Berikutnya, persiapan alat-alat panen. Teknis pemanenan jahe dikala ini kebanyakan masih secara manual. Masih bertolok ukur pada metode panen dan alat-alat sederhana. Alat-alat yang diperlukan untuk panen jahe merupakan pacul, sabit, garpu tanah, karanjang pengumpul, serta alat pengangkut seperti angkong untuk mengumpulkan jahe yang telah dipanen.

3. Tahapan Pemanenan

Pertama, dikala melakukan panen yakni melihat umur tanaman. Tanaman yang dipanen tidak boleh terlalu tua atau terlalu muda. Tanaman dipanen saat usia maksimal. Energi ini berlaku bukan cuma untuk tanaman jahe, tetapi semua komoditi pertanian. Sekalipun dari ragam tanaman berumur pendek.

Perhatian selanjutnya berkenaan dengan cuaca. Hindari panen saat terjadi hujan. Tentunya banyak kendala di lapangan sekiranya panen terus dilanjutkan. Tenaga panen kesulitan memanen, membutuhkan kekuatan lebih banyak untuk membersihkan rimpang serta berpotensi mengakibatkan kecelakaan kerja. Jikalau sudah terencana melainkan cuaca hujan, sebaiknya panen diundur hingga cuaca cerah dan lahan tidak tergenang.

Memahami Cara Penataan Panen Jahe agar Mendapatkan Untung Banyak

Urutan Panen Jahe

Apabila persiapan telah matang, panen bisa lantas dikerjakan. Urutan dan sistem panen jahe yang bagus yakni:

  • Buatlah ancak panen khususnya dahulu. Apabila daya panen dibagi ke ancaknya masing-masing dengan harapan cara kerjanya serempak. Kalau penanaman di bedengan, tentukan arah permulaan untuk panen. Arah selatan atau utara terutama dahulu. Langkah ini supaya panen teratur, baik untuk pembersihan seresah sisa panen, pengumpulan rimpang, serta tahap lainnya.
  • Untuk panen, bongkar tanah mengaplikasikan cangkul atau garu tanah. Lakukan secara hati-hati dan tidak terlalu dekat dengan batang tanaman. Jangan sampai rimpang terkena cangkul.
  • Cabut batang tanaman, lalu angkat rimpang dari dalam tanah. Bersihkan rimpang dari tanah-tanah yang masih merekat.
  • Rimpang dikumpulkan ke dalam keranjang. Lalu dibawa memakai angkong ke daerah pengumpulan untuk tahap pencucian.

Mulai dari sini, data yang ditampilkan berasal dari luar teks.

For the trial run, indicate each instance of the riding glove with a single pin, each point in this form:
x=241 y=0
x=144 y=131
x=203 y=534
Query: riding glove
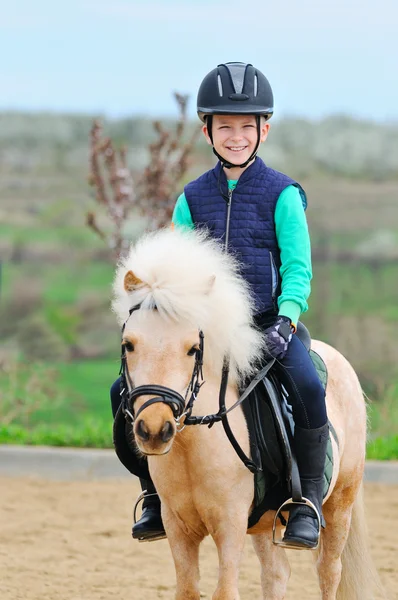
x=278 y=336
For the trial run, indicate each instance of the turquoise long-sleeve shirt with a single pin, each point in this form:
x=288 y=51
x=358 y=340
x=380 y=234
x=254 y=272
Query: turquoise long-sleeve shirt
x=294 y=244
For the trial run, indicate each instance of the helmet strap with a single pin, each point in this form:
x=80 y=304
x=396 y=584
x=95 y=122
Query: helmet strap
x=223 y=161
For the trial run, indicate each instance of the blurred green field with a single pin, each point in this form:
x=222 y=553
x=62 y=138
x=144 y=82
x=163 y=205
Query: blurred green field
x=55 y=293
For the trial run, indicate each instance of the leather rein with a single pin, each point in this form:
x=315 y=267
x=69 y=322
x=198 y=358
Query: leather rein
x=182 y=407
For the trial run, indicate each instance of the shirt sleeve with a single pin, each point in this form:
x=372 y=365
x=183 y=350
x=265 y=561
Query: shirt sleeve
x=182 y=215
x=295 y=248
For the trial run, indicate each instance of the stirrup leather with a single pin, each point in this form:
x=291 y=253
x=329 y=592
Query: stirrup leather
x=278 y=514
x=141 y=498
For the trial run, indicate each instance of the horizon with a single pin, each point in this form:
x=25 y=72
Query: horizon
x=127 y=57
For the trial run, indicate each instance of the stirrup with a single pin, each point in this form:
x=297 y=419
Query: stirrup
x=302 y=502
x=141 y=498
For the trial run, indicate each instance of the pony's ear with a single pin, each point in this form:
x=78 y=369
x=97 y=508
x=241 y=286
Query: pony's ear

Masing-masing variasi jahe memberikan hasil panen dengan berat yang tidak serupa. Lantaran tiap-tiap macam punya ukuran yang berbeda-beda. Jahe gajah sanggup berproduksi sekitar 15 – 25 ton per Ha. Meskipun jahe emprit yang ukurannya lebih kecil cakap berproduksi sekitar 10 – 15 ton per Ha.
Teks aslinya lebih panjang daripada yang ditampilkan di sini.